Anticipation lets us risk as we break out of such assumptions to see a new vision of the world and the future. It will enable us to see beyond ourselves and beyond the obstacles.

God’s word to us warns us that things are not always what they seem to be. Looking around us doesn’t give us a whole lot of evidence for what we are told the final outcome will be.

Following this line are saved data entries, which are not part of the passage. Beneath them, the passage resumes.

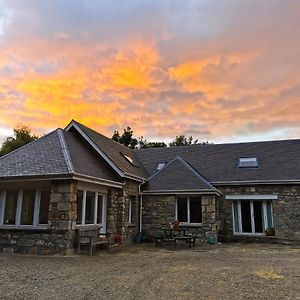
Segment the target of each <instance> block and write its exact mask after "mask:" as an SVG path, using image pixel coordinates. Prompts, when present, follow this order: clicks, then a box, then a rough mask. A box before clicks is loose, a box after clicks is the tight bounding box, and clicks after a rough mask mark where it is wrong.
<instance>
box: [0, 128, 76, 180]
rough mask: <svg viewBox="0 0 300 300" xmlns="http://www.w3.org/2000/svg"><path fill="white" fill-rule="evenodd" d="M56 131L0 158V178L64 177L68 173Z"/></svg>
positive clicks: (58, 132) (58, 136)
mask: <svg viewBox="0 0 300 300" xmlns="http://www.w3.org/2000/svg"><path fill="white" fill-rule="evenodd" d="M61 132H62V129H57V130H55V131H52V132H50V133H48V134H47V135H45V136H43V137H41V138H40V139H38V140H35V141H33V142H31V143H28V144H26V145H25V146H23V147H21V148H18V149H16V150H15V151H12V152H10V153H8V154H7V155H5V156H3V157H1V158H0V177H1V178H8V177H22V176H44V175H58V174H60V175H66V174H69V173H70V170H69V167H68V164H67V162H66V159H65V156H64V153H63V151H62V146H61V140H60V138H61V137H60V134H61Z"/></svg>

In Birmingham, England, there is a store called Louis’. It’s a great chain store in one of the main streets, and it wanted to expand. But a little chapel of Quakers, a Friends Meeting House stood in the way. The store sent a letter to the leaders of this Friends Meeting house:

“Dear Sirs,
We wish to extend our premises. We see that your building is right in the way. We wish therefore to buy your building and demolish it so that we might expand our store. We will pay you any price you care to name. If you will name a price we will settle the matter as quickly as possible.
Yours, Sincerely.

They got this letter back:

Dear Sirs:
We in the Friends Meeting House note the desire of Louis’ to extend. We observe that our building is right in your way. We would point out, however, that we have been on our site longer than you’ve been on yours, and we are so determined to stay where we are that we will happily buy Louis’. If therefore you would like to name a suitable price we will settle the matter as quickly as possible. –by Donald English

Can you imagine how the person from Lewis who read that letter must have been laughing? A little Quaker Meeting House will buy Lewis’! All of that would change when they saw, “Signed, Cadbury.”

Yep. Cadbury, as in England’s Cadbury chocolate candy. They are Quakers. Who signs the letter makes all the difference.

The promise of heaven, eternal life is signed by God.